フリードリヒは記憶がないにも関わらず早々に城の使用人たちを掌握しつつある。統率力があり、もともと領主の器なのだろう。性格は真逆に変わったようにみえるが、優秀であることには変わりがないようだ。
軍人としてもやはり秀でているのでは……? 使いものにならなくなったとはにわかに信じがたい。
「えっと、それで牢にぶち込むというのは?」
まずは彼の不穏な発言から問いただす。
「もちろん、侮辱罪と文書偽造の罪だ。代筆屋も探し出す。私に離縁の意志がなかったと君が納得するように証拠固めはするつもりだ」
そこまでもしなくてもという言葉を飲み込む。とりあえずハンナの右腕をその場で切り落とすのは思いとどまってくれたわけだし。
「……なるほど」
結婚生活は続行のようだ。
「しかし、私が記憶をなくす前の手がかりがない」
「手がかりですか? 使用人や軍の方にお話を聞いたのではないのですか?」
「ああ、聞くには聞いたが、軍では大方の者が無口で冷淡だったと言っている」
何かフォローしなくてはと思う。
「約束は必ずお守りになる方です」
「それから?」
「……」
よく知らないので、何と答えてよいのかわからない。
「トニーには記憶がなくなる前と後ではまるで人格が違うと言われた」
それにはうなずける。
「確かに受ける印象は今の方が柔らかい感じがします」
以前は普通に怖かった。
「何か、日記のようなものを書き残していれば、私が、どういう人間だったのかわかるはずなのだが」
「日記ですか……」
以前のフリードリヒが日記を書くようなタイプとは思えない。
「そう日記だ。思うに前の私の行動は矛盾していた」
「そうですか?」
それほど彼を知らない。相談相手が自分でいいのかとさえ思う。ハワードやアンドレアの方がよほど詳しいだろう。

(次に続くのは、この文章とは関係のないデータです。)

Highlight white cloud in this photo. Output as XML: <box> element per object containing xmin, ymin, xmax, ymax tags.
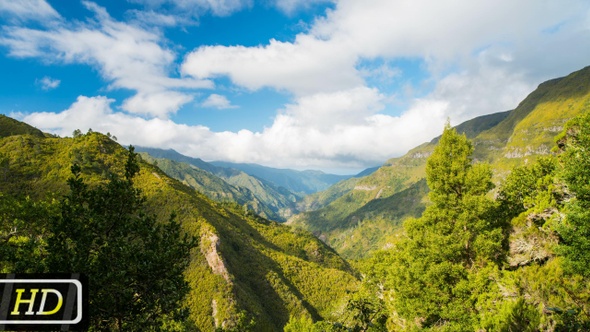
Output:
<box><xmin>275</xmin><ymin>0</ymin><xmax>334</xmax><ymax>15</ymax></box>
<box><xmin>182</xmin><ymin>0</ymin><xmax>590</xmax><ymax>169</ymax></box>
<box><xmin>21</xmin><ymin>93</ymin><xmax>446</xmax><ymax>172</ymax></box>
<box><xmin>182</xmin><ymin>35</ymin><xmax>362</xmax><ymax>95</ymax></box>
<box><xmin>35</xmin><ymin>76</ymin><xmax>61</xmax><ymax>91</ymax></box>
<box><xmin>0</xmin><ymin>2</ymin><xmax>212</xmax><ymax>118</ymax></box>
<box><xmin>6</xmin><ymin>0</ymin><xmax>590</xmax><ymax>169</ymax></box>
<box><xmin>201</xmin><ymin>93</ymin><xmax>237</xmax><ymax>110</ymax></box>
<box><xmin>131</xmin><ymin>0</ymin><xmax>253</xmax><ymax>19</ymax></box>
<box><xmin>122</xmin><ymin>91</ymin><xmax>193</xmax><ymax>119</ymax></box>
<box><xmin>0</xmin><ymin>0</ymin><xmax>60</xmax><ymax>21</ymax></box>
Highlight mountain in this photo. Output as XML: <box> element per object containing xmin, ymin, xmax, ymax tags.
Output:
<box><xmin>288</xmin><ymin>67</ymin><xmax>590</xmax><ymax>258</ymax></box>
<box><xmin>136</xmin><ymin>147</ymin><xmax>300</xmax><ymax>221</ymax></box>
<box><xmin>0</xmin><ymin>120</ymin><xmax>359</xmax><ymax>331</ymax></box>
<box><xmin>211</xmin><ymin>161</ymin><xmax>351</xmax><ymax>196</ymax></box>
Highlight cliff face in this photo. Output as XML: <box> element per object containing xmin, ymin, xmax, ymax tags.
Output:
<box><xmin>289</xmin><ymin>67</ymin><xmax>590</xmax><ymax>258</ymax></box>
<box><xmin>0</xmin><ymin>124</ymin><xmax>358</xmax><ymax>331</ymax></box>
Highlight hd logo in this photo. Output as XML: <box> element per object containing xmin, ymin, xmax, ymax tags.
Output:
<box><xmin>0</xmin><ymin>274</ymin><xmax>88</xmax><ymax>331</ymax></box>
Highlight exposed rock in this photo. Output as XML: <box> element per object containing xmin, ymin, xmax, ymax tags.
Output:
<box><xmin>201</xmin><ymin>231</ymin><xmax>231</xmax><ymax>283</ymax></box>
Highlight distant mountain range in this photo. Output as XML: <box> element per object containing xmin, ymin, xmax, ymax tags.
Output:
<box><xmin>0</xmin><ymin>115</ymin><xmax>360</xmax><ymax>331</ymax></box>
<box><xmin>288</xmin><ymin>67</ymin><xmax>590</xmax><ymax>258</ymax></box>
<box><xmin>136</xmin><ymin>147</ymin><xmax>376</xmax><ymax>221</ymax></box>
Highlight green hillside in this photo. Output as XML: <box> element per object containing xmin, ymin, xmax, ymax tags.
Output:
<box><xmin>137</xmin><ymin>147</ymin><xmax>300</xmax><ymax>221</ymax></box>
<box><xmin>0</xmin><ymin>124</ymin><xmax>358</xmax><ymax>331</ymax></box>
<box><xmin>288</xmin><ymin>67</ymin><xmax>590</xmax><ymax>258</ymax></box>
<box><xmin>140</xmin><ymin>152</ymin><xmax>295</xmax><ymax>221</ymax></box>
<box><xmin>211</xmin><ymin>161</ymin><xmax>350</xmax><ymax>196</ymax></box>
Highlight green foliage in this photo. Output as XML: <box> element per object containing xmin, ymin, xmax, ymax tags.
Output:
<box><xmin>47</xmin><ymin>147</ymin><xmax>194</xmax><ymax>330</ymax></box>
<box><xmin>388</xmin><ymin>125</ymin><xmax>503</xmax><ymax>329</ymax></box>
<box><xmin>559</xmin><ymin>113</ymin><xmax>590</xmax><ymax>278</ymax></box>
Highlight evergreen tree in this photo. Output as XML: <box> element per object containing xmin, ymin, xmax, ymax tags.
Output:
<box><xmin>558</xmin><ymin>113</ymin><xmax>590</xmax><ymax>278</ymax></box>
<box><xmin>390</xmin><ymin>124</ymin><xmax>504</xmax><ymax>330</ymax></box>
<box><xmin>47</xmin><ymin>147</ymin><xmax>194</xmax><ymax>330</ymax></box>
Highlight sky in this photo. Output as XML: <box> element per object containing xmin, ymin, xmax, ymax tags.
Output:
<box><xmin>0</xmin><ymin>0</ymin><xmax>590</xmax><ymax>174</ymax></box>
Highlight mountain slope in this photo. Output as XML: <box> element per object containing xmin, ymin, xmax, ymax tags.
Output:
<box><xmin>0</xmin><ymin>123</ymin><xmax>358</xmax><ymax>331</ymax></box>
<box><xmin>288</xmin><ymin>67</ymin><xmax>590</xmax><ymax>258</ymax></box>
<box><xmin>136</xmin><ymin>147</ymin><xmax>299</xmax><ymax>221</ymax></box>
<box><xmin>211</xmin><ymin>161</ymin><xmax>350</xmax><ymax>196</ymax></box>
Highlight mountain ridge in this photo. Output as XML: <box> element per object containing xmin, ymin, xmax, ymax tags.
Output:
<box><xmin>287</xmin><ymin>67</ymin><xmax>590</xmax><ymax>258</ymax></box>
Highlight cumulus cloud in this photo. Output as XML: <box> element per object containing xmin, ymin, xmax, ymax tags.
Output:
<box><xmin>0</xmin><ymin>2</ymin><xmax>213</xmax><ymax>118</ymax></box>
<box><xmin>275</xmin><ymin>0</ymin><xmax>334</xmax><ymax>15</ymax></box>
<box><xmin>9</xmin><ymin>0</ymin><xmax>590</xmax><ymax>169</ymax></box>
<box><xmin>131</xmin><ymin>0</ymin><xmax>253</xmax><ymax>19</ymax></box>
<box><xmin>201</xmin><ymin>93</ymin><xmax>237</xmax><ymax>110</ymax></box>
<box><xmin>20</xmin><ymin>93</ymin><xmax>446</xmax><ymax>173</ymax></box>
<box><xmin>35</xmin><ymin>76</ymin><xmax>61</xmax><ymax>91</ymax></box>
<box><xmin>182</xmin><ymin>0</ymin><xmax>590</xmax><ymax>108</ymax></box>
<box><xmin>0</xmin><ymin>0</ymin><xmax>60</xmax><ymax>21</ymax></box>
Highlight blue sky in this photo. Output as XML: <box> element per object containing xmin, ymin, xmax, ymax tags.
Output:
<box><xmin>0</xmin><ymin>0</ymin><xmax>590</xmax><ymax>173</ymax></box>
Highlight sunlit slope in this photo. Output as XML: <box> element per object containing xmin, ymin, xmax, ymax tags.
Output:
<box><xmin>137</xmin><ymin>147</ymin><xmax>300</xmax><ymax>221</ymax></box>
<box><xmin>0</xmin><ymin>123</ymin><xmax>357</xmax><ymax>331</ymax></box>
<box><xmin>289</xmin><ymin>67</ymin><xmax>590</xmax><ymax>258</ymax></box>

「君に対しても冷たい夫だったことは婚姻の契約からも明らかだ。だが、君から届いた手紙を大切に保管していたり、刺しゅう入りのハンカチや押し花をお守り代わりのように身に着けていたりとやっていることがちぐはぐなんだ」
「え? 押し花まで身に着けていたのですか!」
リデルはこぼれんばかりに目を見開いた。間違ってもそのようなロマンチストな人にはみえない。いや、きっと自領に対する思い入れが深かったのだろう。
フリードリヒは真剣な顔で頷き、重々しく口を開く。
「過去に何かがあったから感情を表に出せなくなったのではないかと思う」
かつての彼に感情があった。
だが、それを奥底に沈めなければならないような何かがあったということだろうか。